だからグローバル人材を育成するといっても、各大学が具体的なグローバル人材像をいかに描き、その人材を育成するために4年間に何をどのようにシラバスなどで作っていくかということが明快になっていない。

ここが解決すれば、形式的に「達成度テスト」を行うだけではなく、その内実も詰まってくるし、小中高の教育課程の改訂や改革も進むだろう。

今のところ、グローバル人材を育成するとなっているのに、大学側がIB(国際バカロレア)やそれに相当する学びを一条校で行ってきた生徒を積極的にとりたいという話になっていない。実に不思議である。

それは、今話をしたが、大学側が明快にグローバル人材像やその育成の方法を計画していないため、当然そのために必要なIBなどで学んできた内容を大学側が組織としてリサーチしていないからだ。

だから、結果的に、実は今後大学がどのようなグローバル人材を育成しようと、その人材が大学で研究していく際に必要としている、リサーチ力やプレゼンテーションの能力、そして思考のスキルを身につけている可能性が高いことにまだ気づいていないのだと思う。

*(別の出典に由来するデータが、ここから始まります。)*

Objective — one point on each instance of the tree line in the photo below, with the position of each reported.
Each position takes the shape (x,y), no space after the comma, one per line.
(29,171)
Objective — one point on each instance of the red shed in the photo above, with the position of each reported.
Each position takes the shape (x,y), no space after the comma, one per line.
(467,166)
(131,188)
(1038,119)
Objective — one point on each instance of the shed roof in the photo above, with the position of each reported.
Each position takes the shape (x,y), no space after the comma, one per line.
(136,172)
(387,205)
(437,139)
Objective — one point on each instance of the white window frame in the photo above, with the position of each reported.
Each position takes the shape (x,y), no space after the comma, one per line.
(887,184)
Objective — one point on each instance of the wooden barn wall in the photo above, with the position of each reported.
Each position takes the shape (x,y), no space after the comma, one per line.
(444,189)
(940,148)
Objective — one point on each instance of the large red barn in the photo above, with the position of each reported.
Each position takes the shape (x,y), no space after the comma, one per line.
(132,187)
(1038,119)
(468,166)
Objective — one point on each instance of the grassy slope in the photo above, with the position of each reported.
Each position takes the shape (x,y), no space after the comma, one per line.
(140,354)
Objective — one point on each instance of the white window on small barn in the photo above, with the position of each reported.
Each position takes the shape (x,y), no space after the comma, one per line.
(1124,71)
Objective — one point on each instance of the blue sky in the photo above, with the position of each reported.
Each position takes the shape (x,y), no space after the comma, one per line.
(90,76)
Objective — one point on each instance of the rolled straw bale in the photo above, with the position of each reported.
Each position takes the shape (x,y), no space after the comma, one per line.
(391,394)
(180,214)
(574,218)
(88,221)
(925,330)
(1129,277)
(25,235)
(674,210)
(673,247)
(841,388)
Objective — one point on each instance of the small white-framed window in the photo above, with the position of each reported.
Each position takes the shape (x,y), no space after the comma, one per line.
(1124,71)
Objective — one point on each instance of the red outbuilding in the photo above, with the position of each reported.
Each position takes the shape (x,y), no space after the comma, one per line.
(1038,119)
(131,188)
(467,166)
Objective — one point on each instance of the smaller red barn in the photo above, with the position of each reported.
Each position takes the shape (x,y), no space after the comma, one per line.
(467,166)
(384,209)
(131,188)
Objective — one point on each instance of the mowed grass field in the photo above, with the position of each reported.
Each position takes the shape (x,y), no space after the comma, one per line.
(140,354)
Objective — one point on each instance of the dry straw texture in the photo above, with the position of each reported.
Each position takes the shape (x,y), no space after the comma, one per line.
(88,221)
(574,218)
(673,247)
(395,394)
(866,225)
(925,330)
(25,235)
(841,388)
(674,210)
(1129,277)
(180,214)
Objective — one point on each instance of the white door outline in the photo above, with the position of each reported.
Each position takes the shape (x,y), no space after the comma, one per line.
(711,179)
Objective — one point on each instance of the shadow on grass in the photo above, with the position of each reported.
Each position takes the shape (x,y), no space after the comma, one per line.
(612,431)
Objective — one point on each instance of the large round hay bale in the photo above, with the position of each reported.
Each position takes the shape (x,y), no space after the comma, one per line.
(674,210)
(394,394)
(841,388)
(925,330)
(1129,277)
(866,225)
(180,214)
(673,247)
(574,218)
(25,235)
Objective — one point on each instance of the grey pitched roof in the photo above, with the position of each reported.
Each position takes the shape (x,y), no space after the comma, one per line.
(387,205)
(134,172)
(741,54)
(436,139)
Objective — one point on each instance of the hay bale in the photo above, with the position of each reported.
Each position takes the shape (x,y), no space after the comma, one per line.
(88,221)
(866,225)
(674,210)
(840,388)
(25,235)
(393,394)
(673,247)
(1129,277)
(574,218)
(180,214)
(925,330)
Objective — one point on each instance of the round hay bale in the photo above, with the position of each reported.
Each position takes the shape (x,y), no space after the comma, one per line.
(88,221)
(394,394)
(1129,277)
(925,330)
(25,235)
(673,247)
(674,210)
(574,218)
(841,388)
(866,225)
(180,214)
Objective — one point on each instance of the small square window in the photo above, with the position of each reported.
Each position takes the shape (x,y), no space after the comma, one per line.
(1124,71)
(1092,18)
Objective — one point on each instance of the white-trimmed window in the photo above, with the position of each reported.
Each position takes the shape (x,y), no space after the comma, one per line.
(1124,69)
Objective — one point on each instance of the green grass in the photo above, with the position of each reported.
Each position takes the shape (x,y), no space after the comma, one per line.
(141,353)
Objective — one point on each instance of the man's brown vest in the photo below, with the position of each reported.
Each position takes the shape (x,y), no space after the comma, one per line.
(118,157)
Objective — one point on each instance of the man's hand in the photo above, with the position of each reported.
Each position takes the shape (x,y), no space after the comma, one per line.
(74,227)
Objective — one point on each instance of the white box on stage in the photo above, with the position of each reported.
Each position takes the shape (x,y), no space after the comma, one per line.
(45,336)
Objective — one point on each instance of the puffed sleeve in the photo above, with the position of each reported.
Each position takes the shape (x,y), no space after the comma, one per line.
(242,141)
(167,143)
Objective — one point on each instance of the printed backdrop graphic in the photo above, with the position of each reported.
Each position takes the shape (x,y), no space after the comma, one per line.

それゆえ、高校側から日本語IBの話を大学側に説明し、受け入れるように門をたたいているのが現状で、本筋ではない。その筋が通ったとき、大学入試の形式と内実の両方が動き出すだろう。

大島先生:今の話は、もし日本の大学が、イギリスの大学とコミュニケーションをとり、ファンデーションの目的について議論すれば、すぐに明快になるはずだ。ファンデーションに進む外国人は探究活動をするわけだが、それは英語を学んだり、日本の多くの大学が行っている入学前講座のような知識の確認を行うわけではない。

それらはファンデーションに入る以前の話で、英語はIELTSで、できれば6.5(TOEFL iBTに換算すると80程度)はがんばって学んできてほしいと要求されるし、日本の学習指導要領で学んできた知識量はすでに大いに役に立つという前提に立っている。

つまり、ファンデーションでは、大学で研究するときに必要な探求や思考のスキルをトレーニングする。リサーチ能力、ディスカッション能力、エッセイの能力、プレゼンテーション能力、科学的ものの見方など。

ここまで明快になっているのだから、日本の学習指導要領も、グローバル人材を育成する大学に接続する入試の内容の輪郭を明白にできるのではないか。

平方先生:大学側がグローバル人材を育成する能力や資質がある生徒を選抜できるようにするために、入学してきた学生をどのようなグローバル人材に育てるのか、そのためにシラバスなどのプログラムをどのようにするのか、内実が明快になっていないということを解決することがいかに重要か、事ある度に、話題にし議論をしていくことが必要だろう。

そこが明快にならなければ、入試の内容が本当に変わらないし、変わっても、その入試に合格するスキルだけを追わないように、小中高の教育課程と授業が変わっているかどうか常に話し合っていかねばならない。

明治の近代教育以降続いてきた伝統的な価値観や方法を転換するには、恒常的な議論が大切になるだろう。